別の実施形態では、上記検体の量は、上記試料の濃度である。より具体的に言えば、上記検体は、ＤＮＡ、ＲＮＡ、およびタンパク質からなる群より選択される。別の実施形態では、上記蛍光標準曲線は直線に近づく。より具体的な実施形態では、（ｎ）は約１である。

別の実施形態では、上記曲線は式
（Ｉ）ｙ＝ｒ（ｘ^ｎ／（ｘ^ｎ＋ｋ））＋ｇ
で特徴付けられ、ｒは式
（ＩＩ）ｒ＝（ｖ−ｇ）（（ｓ^ｎ＋ｋ）／ｓ^ｎ）
で決定される補正値であり、（ｓ）はハイエンド標品中の検体の量である。

別の実施形態では、上記蛍光部分はシアニン色素およびメロシアニン色素からなる群より選択される蛍光化合物である。より具体的に言えば、上記蛍光部分はＮａｎｏＯｒａｎｇｅ、ＯｌｉＧｒｅｅｎ、ＰｉｃｏＧｒｅｅｎ、およびＲｉｂｏＧｒｅｅｎからなる群より選択される。

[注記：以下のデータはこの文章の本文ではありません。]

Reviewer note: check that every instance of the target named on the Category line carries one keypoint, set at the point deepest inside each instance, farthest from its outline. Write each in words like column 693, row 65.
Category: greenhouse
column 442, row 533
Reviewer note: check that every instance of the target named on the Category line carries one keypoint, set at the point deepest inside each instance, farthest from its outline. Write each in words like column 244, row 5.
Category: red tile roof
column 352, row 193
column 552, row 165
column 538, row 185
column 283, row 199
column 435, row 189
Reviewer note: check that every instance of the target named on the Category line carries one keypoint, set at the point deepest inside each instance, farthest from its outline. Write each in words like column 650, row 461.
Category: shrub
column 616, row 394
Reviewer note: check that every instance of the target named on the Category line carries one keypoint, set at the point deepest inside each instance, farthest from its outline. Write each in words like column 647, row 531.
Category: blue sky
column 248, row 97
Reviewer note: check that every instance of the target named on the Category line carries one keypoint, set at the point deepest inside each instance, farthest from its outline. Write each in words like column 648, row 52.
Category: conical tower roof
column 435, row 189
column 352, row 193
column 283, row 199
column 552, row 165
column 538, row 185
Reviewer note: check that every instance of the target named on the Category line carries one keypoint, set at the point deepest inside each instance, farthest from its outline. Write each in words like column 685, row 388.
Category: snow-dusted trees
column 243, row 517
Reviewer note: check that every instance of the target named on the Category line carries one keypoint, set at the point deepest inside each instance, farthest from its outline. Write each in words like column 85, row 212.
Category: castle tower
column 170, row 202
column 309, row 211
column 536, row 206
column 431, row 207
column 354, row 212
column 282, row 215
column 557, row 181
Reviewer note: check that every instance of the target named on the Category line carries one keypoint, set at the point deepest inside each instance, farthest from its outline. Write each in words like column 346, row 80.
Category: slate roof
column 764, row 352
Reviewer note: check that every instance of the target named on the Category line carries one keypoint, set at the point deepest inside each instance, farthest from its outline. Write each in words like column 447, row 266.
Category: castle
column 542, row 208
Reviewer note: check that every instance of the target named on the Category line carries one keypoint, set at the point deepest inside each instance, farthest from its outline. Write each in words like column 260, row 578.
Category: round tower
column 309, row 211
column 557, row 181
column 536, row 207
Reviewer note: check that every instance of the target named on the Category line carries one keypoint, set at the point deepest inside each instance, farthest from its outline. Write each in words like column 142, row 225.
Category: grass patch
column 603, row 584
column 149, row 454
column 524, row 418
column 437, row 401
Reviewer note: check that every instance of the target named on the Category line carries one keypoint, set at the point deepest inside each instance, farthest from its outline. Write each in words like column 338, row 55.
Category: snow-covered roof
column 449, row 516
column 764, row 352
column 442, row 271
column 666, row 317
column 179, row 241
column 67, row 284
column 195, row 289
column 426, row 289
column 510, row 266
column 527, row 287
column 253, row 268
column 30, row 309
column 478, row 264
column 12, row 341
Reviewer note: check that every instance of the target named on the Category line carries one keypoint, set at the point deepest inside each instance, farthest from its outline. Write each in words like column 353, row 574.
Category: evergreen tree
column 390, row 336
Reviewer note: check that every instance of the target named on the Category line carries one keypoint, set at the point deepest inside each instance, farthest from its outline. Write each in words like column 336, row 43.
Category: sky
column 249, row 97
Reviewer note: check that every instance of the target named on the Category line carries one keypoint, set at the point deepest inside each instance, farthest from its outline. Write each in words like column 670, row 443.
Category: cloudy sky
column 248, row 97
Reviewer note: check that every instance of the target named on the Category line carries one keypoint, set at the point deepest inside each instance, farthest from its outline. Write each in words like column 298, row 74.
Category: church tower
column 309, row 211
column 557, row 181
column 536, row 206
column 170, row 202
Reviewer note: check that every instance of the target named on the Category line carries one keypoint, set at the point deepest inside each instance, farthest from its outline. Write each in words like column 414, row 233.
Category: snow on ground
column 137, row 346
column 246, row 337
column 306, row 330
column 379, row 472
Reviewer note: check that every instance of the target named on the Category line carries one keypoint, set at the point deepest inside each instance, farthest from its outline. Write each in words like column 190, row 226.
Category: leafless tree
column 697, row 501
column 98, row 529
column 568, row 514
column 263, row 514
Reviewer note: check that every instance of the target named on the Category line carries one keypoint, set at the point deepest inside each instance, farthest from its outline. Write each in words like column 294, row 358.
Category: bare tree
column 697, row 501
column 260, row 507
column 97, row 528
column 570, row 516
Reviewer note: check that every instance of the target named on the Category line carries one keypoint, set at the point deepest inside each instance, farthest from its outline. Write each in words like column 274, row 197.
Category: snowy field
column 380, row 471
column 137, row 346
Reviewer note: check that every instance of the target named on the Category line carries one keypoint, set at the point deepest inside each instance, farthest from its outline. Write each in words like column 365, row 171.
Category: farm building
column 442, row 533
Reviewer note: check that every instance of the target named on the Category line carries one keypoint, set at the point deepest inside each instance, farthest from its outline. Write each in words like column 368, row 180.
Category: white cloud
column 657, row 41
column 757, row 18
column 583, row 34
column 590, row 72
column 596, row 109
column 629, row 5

別の実施形態では、上記ハイエンド標品は上記試料容器中に存在する。より具体的に言えば、上記ハイエンド標品は、固体表面上に固定化されている。

別の実施形態では、上記固体表面は、上記試料容器の内面、ビーズ、チップ、および繊維からなる群より選択される。

本発明の別の態様は、試料中の検体の量を測定するためのデバイスを提供する。このデバイスは、上記の方法を実行するように構成された機械実行可能な命令を有するコンピュータ・プロセシング・ユニットを備える。

別のより具体的な実施形態では、上記デバイスは、検体を有する試料容器を保持するためのレセプタクル、光検出器、および１つ以上の検体検出部をさらに備え、この検体検出部は、
ｉ）所定のピーク波長の光を発するように構成された、試料を励起するためのエネルギー源、
ｉｉ）上記エネルギー源から所定の範囲の波長の光を単離する励起フィルター、
ｉｉｉ）励起された試料から発せられる所定の範囲の波長の光を単離する発光フィルター
を備え、上記検体検出部の各々は、所定の検体の量を測定するように構成されており、上記機械実行可能な命令は、測定すべき検体に対応する適切な検体検出部を選択するようにさらに構成されている。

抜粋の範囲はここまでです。